The Stranger took issue yesterday with my debut column at the C is for Crank where I challenged the nostalgic movement to save the Showbox.
In the column, I argued that knocking down the Showbox to build apartments downtown wouldn’t just replace a two-story building with hundreds of units of sorely needed housing. It would also generate $5 million for affordable housing in one fell swoop. That’s nearly 11 percent of what the Stranger-supported (and since-repealed) head tax would have raised to address the housing crisis over the course of an entire year.
I pointed out that the city has lots of cultural spaces (including music venues) and that sentimental attachment to the Showbox isn’t a legit policy reason to stop a perfectly legal development. I’d add: It’s a slippery subjective standard to shut down new housing because Stereolab once played at the Showbox. Do we want to set the NIMBY precedent that sentimental value is more important than housing?

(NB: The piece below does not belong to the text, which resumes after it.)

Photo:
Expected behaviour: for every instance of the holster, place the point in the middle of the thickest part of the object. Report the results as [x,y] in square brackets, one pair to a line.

The Stranger pointed out that in using the numbers from the Seattle Office of Arts & Culture survey, I cited a countywide number for cultural spaces (1,132) instead of the Seattle-only number (821). It’s true. I did. Or put another way: Seattle is currently home to more than 70 percent of the region’s cultural spaces, making us the region’s cultural Mecca.

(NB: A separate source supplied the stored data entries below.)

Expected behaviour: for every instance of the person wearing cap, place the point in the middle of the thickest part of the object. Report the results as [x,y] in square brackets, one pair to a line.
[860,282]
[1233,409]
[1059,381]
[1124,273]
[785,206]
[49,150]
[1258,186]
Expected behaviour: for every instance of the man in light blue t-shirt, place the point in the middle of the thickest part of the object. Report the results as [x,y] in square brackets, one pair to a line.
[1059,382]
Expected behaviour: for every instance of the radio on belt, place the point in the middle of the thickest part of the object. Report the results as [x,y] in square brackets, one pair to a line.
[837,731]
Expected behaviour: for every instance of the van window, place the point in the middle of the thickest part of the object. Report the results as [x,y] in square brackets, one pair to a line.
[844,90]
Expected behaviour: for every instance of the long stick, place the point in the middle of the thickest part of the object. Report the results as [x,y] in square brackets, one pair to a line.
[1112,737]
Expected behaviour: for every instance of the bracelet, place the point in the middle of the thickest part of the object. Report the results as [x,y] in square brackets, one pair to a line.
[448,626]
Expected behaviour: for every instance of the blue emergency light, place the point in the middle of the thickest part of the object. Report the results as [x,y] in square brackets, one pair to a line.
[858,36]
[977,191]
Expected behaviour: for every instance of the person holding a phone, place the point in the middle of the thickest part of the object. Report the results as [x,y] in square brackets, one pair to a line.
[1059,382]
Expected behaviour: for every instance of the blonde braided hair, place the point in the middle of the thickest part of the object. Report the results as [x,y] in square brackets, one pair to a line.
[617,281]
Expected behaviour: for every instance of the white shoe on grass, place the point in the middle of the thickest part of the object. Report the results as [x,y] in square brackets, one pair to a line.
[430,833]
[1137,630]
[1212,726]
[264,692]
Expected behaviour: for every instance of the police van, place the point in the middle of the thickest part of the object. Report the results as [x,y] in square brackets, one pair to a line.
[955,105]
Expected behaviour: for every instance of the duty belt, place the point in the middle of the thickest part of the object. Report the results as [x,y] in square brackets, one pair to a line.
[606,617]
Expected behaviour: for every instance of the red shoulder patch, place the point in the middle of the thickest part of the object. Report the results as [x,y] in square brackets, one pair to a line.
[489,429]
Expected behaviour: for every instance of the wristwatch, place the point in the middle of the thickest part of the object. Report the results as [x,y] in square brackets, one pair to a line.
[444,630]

The Stranger should check its own packed arts calendar. This city is hopping.
Meanwhile, the Stranger misrepresents me, implying I said there were 121 Showboxes out there. Nope. I said: Saving the Showbox won’t make you 21 again, but there are plenty of places for 21-year-olds to see shows in 2018. The Stranger should check its own packed arts calendar. This city is hopping.
My favorite packed show this year was seeing Stas Thee Boss with JusMoni and Falon Sierra at Chop Suey earlier this summer.

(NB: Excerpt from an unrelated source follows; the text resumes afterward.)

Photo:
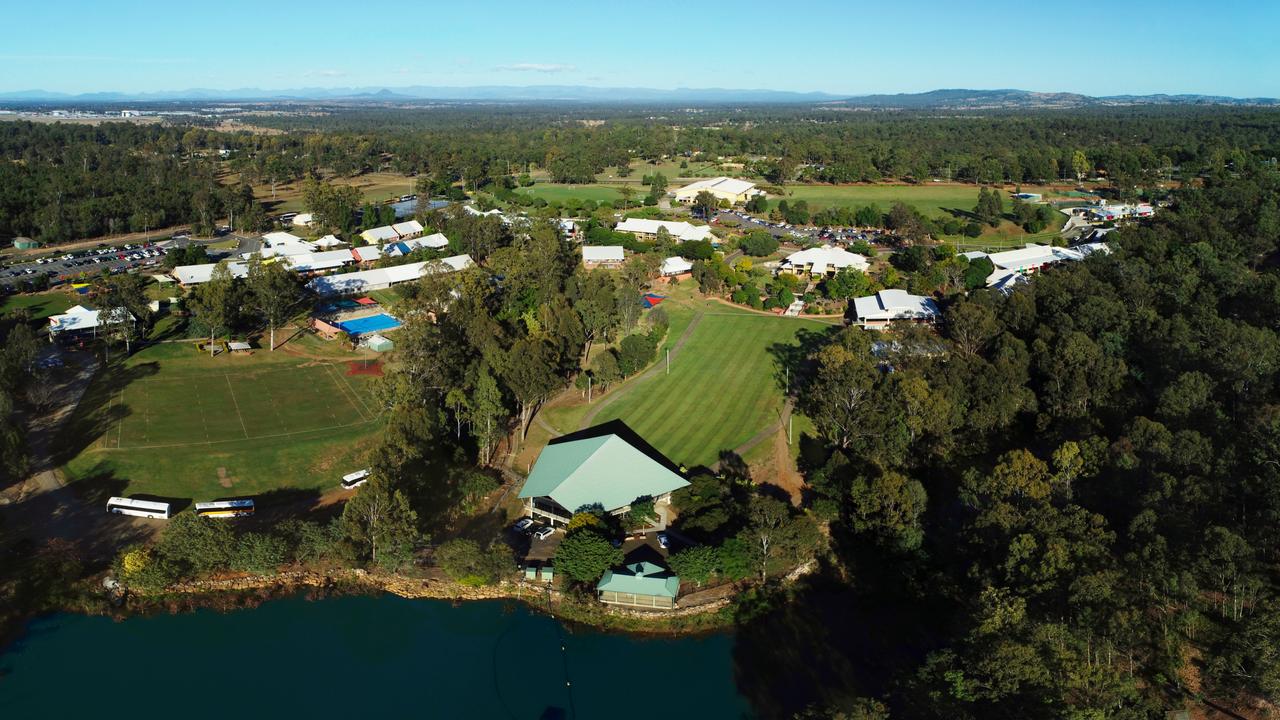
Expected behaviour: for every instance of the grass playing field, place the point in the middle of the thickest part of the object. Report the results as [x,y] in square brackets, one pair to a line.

The Stranger article goes on to make the case that the answer to our housing crisis is to build more housing all over the city. I agree. I’ve been arguing that point for nearly 15 years, explicitly noting (back in 2004!) that an out of whack 60-plus-percent of the city is reserved exclusively for single-family housing.
However, saying we need to add more development capacity doesn’t mean we ought to stop development where it’s currently allowed—even if we personally like a business that’s currently there. Arguing against development downtown by saying it should go somewhere else is straight-up NIBMYism. I’ll leave the NIMBYism to the Stranger and say: More units and $5 million for affordable housing please.
I’d be remiss if I didn’t report that the Stranger takes ad money from the Showbox; the paper is currently running a full-page, full color ad from the club. Stranger publisher Tim Keck would not tell me how much revenue his paper makes annually from Showbox advertising. To be clear, I’m not saying the Showbox called Keck and Keck told his reporter to write pro-Showbox articles. I was news editor at the Stranger for nearly a decade back in the 2000s, and I can tell you there’s nothing that tacky or nefarious going on. In fact, my experience was that Stranger writers were given a great deal of freedom and independence. However, that independence existed within a business model that was financially symbiotic with successful clubs and nightlife culture leading us to go all in on night life issues like fighting the Teen Dance Ordinance.